The first Certificate of Need law was enacted in New York in 1964, but since then some states have had second thoughts. In 2016, New Hampshire joined 11 other states that repealed their Certificate of Need programs. Another nine states have made various reforms to their Certificate of Need laws. Some states, like West Virginia, have a moratorium on certain high-need services, such as opioid treatment, skilled nursing, and facilities for people with developmental disabilities.
“We said if the Certificate of Need process takes 12 to 18 months to accomplish for you to say yes or no, we need these services now,” Summers said. “We are having a crisis now and we can’t wait another year or year and a half.”
Christopher Koopman, a senior research fellow at the libertarian Mercatus Center at George Mason University, gave testimony during a 2017 meeting of the West Virginia Senate Health and Human Resources Committee regarding Certificate of Need laws.
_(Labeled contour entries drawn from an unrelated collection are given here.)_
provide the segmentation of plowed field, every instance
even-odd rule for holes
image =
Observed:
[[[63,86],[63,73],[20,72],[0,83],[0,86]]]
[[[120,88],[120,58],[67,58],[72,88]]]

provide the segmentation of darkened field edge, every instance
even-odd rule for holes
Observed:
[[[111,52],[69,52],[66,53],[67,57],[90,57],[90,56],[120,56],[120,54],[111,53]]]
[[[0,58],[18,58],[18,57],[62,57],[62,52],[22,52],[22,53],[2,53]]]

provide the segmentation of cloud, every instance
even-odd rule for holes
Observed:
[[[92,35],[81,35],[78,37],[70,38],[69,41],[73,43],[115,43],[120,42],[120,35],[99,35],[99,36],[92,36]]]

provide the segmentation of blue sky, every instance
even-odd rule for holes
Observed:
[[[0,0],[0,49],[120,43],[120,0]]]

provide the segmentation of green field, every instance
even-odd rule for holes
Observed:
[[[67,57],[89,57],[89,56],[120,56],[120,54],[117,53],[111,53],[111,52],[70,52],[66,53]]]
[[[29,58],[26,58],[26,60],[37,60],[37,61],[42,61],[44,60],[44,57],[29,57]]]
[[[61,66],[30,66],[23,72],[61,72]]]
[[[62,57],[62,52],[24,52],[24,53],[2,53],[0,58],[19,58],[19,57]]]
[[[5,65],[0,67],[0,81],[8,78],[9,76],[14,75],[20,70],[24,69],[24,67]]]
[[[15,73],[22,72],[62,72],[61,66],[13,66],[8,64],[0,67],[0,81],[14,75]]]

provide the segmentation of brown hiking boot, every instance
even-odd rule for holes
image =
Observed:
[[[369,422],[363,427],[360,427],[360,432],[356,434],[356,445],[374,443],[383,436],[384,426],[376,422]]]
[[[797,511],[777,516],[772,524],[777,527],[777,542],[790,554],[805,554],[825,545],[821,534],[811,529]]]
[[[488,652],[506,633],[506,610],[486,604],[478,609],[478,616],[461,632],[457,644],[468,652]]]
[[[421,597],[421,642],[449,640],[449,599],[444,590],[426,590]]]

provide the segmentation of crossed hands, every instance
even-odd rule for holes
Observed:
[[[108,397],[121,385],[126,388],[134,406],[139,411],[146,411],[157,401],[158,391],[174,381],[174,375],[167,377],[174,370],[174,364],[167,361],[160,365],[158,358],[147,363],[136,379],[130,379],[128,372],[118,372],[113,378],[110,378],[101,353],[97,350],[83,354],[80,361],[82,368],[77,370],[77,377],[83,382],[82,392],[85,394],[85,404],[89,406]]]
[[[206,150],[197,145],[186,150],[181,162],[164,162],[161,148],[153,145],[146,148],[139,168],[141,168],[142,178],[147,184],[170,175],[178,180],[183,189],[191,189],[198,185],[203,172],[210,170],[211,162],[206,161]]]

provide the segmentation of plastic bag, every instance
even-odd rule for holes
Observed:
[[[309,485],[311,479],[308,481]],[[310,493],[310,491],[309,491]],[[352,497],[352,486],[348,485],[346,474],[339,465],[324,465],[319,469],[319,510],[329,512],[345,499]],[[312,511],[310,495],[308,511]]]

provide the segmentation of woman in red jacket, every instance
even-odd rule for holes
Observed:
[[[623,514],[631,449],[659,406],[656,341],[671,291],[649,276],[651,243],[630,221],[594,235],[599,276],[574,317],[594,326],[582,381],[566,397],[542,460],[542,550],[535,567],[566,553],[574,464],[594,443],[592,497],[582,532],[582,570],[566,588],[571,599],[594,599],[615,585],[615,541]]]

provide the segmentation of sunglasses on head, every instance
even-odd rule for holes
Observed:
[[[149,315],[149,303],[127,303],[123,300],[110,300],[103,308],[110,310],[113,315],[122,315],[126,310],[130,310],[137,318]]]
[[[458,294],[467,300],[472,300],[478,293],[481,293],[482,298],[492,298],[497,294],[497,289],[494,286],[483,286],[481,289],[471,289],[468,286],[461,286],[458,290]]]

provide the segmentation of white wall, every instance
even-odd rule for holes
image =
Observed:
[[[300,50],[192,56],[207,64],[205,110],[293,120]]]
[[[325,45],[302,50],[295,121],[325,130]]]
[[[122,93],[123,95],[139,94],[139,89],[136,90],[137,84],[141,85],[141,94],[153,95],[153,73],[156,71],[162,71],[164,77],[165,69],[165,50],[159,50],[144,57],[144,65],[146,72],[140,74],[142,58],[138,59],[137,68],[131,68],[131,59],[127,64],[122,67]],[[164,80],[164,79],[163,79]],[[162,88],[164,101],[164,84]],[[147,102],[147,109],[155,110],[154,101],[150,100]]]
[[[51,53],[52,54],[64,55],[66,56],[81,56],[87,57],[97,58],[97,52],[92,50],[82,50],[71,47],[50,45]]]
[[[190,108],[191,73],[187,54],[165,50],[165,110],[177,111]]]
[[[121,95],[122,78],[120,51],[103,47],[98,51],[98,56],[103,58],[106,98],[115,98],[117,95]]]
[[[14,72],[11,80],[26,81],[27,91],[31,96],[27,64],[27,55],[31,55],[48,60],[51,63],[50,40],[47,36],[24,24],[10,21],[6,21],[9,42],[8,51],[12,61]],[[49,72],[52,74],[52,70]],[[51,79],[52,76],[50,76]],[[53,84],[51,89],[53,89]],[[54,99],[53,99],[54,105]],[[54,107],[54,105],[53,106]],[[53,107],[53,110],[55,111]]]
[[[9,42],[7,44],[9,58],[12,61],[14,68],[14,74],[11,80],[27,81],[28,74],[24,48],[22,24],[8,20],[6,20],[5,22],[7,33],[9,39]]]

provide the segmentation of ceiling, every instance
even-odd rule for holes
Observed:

According to Koopman, West Virginia’s Certificate of Need law is the sixth most restrictive program in the country.
“Our research suggests that folks in places like Charleston, Huntington, Parkersburg, Wheeling and Martinsburg have fewer options, are forced to travel farther and face higher costs than those living in cities across Ohio and Pennsylvania,” Koopman said. “It also means that doctors and providers may choose to open and expand their practices outside the state, rather than subject themselves to the Certificate of Need process, thereby increasing the gap between what is available here and what is available outside the state.”
House Speaker Roger Hanshaw, R-Clay, has made regulatory reform a priority for the House of Delegates going into the 2020 legislative session that starts Jan. 8. Summers expects Certificate of Need reform to be a big part of those discussions.
“All of these issues where government is controlling what’s going on, is it prohibiting, is it helping, is it justified? Those are always discussions that we’re going to have, and we will decide if we have 51 votes for something there,” Summers said. “Is there a will to move forward on something of this nature, or decreasing additional facilities that don’t need to go through this process, or getting rid of this fee to say you’re exempt. They’re all going to be those things we discuss.”